Sô João era o barbeiro mais barateiro do Calado e continuou a sê-lo mesmo após de o Calado passar a Coronel Fabriciano, MG. Mamãe, com muitos filhos, pesquisadora de preços, devia e necessitava, sabia disso, mandava os meninos cortar os cabelos com o Sô João - o Sô João Barbeiro. Lá ia eu, à Rua Seca, longe donde morava, apesar de, às vezes, o Sô João deixar alguns caminhos de ratos na cabeça da gente - mas era barato. Gostava muito de minha família e me tratava bem -tinha admiração por meu pai, o Sô Zé Franco.
João Barbeiro, homem de moral rigidíssima, andava sempre com camisas de mangas compridas, colarinho fechado, com o último, ou primeiro, botão de cima abotoado, assim como sua senhora e as filhas -fizesse ou não o calor escaldante de Fabriciano.
- Nunca vi nem os braços nus de minha senhora!- orgulhava-se, faiscando os olhos, como se fosse a maior das virtudes.

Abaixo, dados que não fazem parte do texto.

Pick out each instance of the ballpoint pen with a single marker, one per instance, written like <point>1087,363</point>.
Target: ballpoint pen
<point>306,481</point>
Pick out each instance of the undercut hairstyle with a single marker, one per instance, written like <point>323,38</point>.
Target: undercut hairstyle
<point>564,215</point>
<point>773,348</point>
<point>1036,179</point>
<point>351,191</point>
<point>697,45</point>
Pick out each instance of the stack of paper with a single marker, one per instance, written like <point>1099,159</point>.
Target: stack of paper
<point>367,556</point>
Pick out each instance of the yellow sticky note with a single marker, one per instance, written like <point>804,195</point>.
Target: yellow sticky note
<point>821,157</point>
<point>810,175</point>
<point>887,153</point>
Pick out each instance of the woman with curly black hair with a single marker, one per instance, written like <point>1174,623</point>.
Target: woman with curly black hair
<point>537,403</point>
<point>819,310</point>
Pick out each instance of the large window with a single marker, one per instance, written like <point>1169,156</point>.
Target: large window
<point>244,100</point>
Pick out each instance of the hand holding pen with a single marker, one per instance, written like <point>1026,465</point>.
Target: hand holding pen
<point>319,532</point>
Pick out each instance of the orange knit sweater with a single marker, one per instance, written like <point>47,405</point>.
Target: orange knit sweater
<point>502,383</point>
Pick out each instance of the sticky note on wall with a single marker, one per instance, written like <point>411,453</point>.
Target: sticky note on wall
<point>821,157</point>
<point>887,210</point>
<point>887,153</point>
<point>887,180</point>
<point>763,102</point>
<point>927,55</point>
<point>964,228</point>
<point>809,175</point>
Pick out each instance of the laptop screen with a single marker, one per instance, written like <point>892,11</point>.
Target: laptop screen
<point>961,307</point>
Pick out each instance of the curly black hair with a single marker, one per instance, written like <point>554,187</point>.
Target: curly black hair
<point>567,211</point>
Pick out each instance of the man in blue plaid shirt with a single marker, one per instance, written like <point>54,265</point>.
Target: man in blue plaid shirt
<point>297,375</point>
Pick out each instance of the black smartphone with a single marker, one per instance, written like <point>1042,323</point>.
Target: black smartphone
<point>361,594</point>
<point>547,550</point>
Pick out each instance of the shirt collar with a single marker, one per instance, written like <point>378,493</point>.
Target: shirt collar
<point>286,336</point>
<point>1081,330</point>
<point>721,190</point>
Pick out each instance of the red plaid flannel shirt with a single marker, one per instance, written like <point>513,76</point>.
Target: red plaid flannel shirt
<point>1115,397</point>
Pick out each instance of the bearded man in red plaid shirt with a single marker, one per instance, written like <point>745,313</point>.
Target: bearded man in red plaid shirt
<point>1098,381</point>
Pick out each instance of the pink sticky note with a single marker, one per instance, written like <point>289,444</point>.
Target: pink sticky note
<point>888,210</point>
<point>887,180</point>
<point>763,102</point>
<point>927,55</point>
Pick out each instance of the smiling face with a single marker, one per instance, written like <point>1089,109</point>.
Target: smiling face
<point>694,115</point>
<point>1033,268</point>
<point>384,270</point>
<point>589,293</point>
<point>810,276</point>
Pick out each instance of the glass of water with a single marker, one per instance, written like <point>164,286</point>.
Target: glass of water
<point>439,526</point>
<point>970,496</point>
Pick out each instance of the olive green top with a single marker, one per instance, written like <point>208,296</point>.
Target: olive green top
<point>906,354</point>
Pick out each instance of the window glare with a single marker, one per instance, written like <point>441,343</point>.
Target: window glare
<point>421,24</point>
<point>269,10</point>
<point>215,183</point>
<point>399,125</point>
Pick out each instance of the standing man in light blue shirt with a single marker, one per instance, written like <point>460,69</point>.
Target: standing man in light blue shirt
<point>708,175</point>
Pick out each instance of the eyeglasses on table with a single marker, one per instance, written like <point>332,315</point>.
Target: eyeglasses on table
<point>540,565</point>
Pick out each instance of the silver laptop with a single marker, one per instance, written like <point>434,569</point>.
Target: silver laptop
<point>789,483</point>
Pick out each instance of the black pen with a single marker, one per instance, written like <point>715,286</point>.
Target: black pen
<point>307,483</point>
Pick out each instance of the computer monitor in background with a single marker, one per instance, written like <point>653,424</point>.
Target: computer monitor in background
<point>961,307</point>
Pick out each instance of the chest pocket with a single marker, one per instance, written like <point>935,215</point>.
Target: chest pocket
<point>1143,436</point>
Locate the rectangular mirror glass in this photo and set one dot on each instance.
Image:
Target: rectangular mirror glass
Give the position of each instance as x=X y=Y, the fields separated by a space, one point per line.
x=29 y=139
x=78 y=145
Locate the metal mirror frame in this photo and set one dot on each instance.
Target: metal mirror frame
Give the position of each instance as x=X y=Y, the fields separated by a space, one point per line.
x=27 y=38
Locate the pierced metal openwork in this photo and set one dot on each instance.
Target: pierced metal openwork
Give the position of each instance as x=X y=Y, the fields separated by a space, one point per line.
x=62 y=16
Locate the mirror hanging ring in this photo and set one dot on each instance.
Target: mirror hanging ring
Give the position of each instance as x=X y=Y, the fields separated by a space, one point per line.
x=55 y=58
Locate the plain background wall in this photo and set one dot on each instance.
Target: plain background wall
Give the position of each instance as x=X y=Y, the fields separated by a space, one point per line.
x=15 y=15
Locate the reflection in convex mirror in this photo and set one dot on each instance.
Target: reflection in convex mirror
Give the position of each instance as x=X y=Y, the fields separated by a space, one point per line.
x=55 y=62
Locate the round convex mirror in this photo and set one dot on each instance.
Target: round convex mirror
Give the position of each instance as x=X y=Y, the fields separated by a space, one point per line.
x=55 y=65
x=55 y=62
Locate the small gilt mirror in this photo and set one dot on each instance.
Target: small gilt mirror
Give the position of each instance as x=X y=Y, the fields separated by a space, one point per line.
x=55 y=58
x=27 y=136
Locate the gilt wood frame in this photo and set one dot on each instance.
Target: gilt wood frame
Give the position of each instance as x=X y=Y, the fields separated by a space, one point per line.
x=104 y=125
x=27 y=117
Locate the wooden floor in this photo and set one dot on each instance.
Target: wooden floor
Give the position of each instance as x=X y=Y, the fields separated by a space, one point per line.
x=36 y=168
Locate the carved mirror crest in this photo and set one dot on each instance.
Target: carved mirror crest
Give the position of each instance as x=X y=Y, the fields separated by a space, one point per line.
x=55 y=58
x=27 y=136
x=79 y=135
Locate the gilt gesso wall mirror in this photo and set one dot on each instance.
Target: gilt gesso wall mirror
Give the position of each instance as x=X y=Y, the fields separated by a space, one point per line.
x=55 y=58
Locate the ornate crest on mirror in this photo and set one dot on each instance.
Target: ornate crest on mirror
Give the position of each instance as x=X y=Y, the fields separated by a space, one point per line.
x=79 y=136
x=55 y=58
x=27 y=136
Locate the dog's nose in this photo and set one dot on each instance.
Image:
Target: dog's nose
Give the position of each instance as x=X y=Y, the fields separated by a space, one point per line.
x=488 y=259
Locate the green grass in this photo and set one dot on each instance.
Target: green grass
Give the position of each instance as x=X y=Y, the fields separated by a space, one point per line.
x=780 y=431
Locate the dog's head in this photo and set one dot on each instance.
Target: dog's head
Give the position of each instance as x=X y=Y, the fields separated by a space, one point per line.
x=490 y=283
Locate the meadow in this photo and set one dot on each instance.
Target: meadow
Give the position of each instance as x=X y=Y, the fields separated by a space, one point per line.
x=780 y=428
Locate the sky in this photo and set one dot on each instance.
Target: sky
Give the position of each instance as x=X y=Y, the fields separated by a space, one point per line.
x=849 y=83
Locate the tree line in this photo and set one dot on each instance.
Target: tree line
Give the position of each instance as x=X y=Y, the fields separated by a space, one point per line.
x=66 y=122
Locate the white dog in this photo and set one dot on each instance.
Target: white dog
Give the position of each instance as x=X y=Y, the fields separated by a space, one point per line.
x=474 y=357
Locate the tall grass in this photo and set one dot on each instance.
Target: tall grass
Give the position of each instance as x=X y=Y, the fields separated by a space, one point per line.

Eu, criança, perguntava-me a mim mesmo, para que servia ver ou não ver o braço nu de alguém, ainda mais da humilde senhora - nenhum modelo de beleza.
O problema do João era o apelido: "Jão Jaó". A ignorância encharcando-lhe o coração e a alma de sua mineiridade interiorana, virava uma fera quando os meninos de rua passavam e gritavam: "Jão Jaóooo!"; quando isso acontecia ele tremia todo, bufava, avermelhava, arrepiava até os cabelos dos braços - os da cabeça tornavam-se mais perpendiculares do que já eram - e, parecia, inchava ou inflava, de tão nervoso; perdia as estribeiras, ia até à porta, olhava e gesticulava para os lados da rua, e começava, apesar de moral rígida, a gritar e xingar palavrões de todos os calibres.
Quando a Usiminas começou a ser instalada, a rua em que o Sô João morava tomou um impulso desenvolvimentista tremendamente grande, e os imóveis se valorizaram demasiado. O movimento de gente e de carros tornou-se intenso e intenso foi o número de pessoas que passavam e gritavam: "Jão, Jaóooo! Jão, Jaóooo!". Os alunos das escolas e a molecada da vizinhança nem se falam!
A coisa tornou-se tão feia que o Sô João resolveu mudar-se. Vendeu a casa por preço irrisório e foi para Belo Horizonte, onde comprou uma casinha em um bairro afastado. Colocou a pequena barbearia em um dos cômodos e se tranquilizou - ficou na sua, apesar de seu jeitão e modos da roça.
Tranqüilo?...
Um belo, ou um nefasto dia, passou um rapaz, no meio de uma grande turma jovens do bairro, e gritou: "Jão, Jaóooo!". Em seguida, um uníssono de toda a rapaziada: "Jão, Jaóooo! Jão, Jaóooo!" - O suficiente para a garotada ouvir e aprender e colocar em prática o famigerado apelido. Isto tomou tal pé, que o Sô João não aguentou por muito tempo; vendeu a casinha novamente por preço irrisório - mudou-se para Itabira.
Comenta-se que, em Itabira, o Sô João comprou um pequeno barracão no subúrbio - agora, no interior novamente, tranquilidade total! Total?... Demorou pouco, pois num tenebroso dia apareceu um gaiato e gritou, para todo mundo da redondeza escutar e aprender:
- "Jão, Jaóooo! Jão, Jaóooo!"
... Sô João teve infarto fulminante...
NB: Este conto foi escrito como uma homenagem ao querido primo Vianney e a meu barbeiro de infância, o Sô João.